From the beginning of intellectual existence, women have fought for a greater set of rights within their culture and community. In order to make a difference, one of them had to bravely step out of a socially determined mold. Women in Chicana and African American societies have done just that in order to assure their voices were heard among the masses. Through many means, including poetry, music, and political activism, women of Chicana and African American descent have certainly chosen the path least traveled by.
African American women specifically face a difficult history to battle in today's society. One area that African American women battle most is in the arena of sexual and psychological politics in opposition to both white America and their black male counterparts. In "Bad Sistas: Black Women Rappers and Sexual Politics in Rap Music," female rappers discuss the hardships they face opposing the commonly held belief that they are sexual objects, sexual predators, and subservient to black males. These "Bad Sistas" provide lyrical commentaries on the social and sexual power that women really have, deviating from those of black male rappers, a voice more readily heard.

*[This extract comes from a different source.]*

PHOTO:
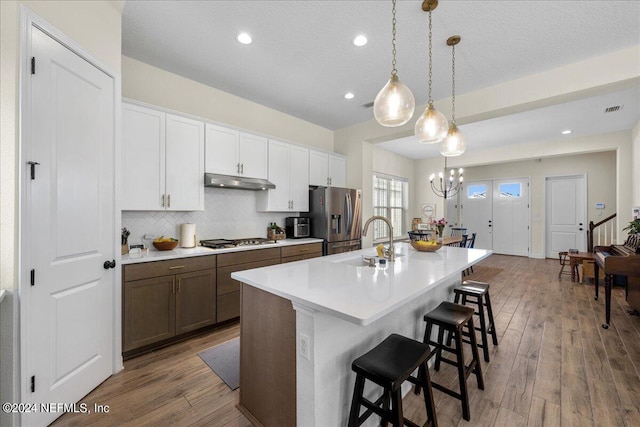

However, this opposition to the common voice of male rappers is not an easy one to undertake. Tricia Rose states, "First, and most obviously, it places female rappers in totalizing oppositional relationship to male rappers." (Bad Sistas 149). Second, the idea that black women rappers oppose the politics presented by black male artists and are feminist can be immediately interpreted to be anti-black or anti-male, which is not the sentiment held by most black female rappers (Bad Sistas 181). Therefore, these female rappers are trapped between a rock and a hard place; do they defend their feminine ideals, or do they forget their female cause and fight for a more "black power" cause like the black rappers?.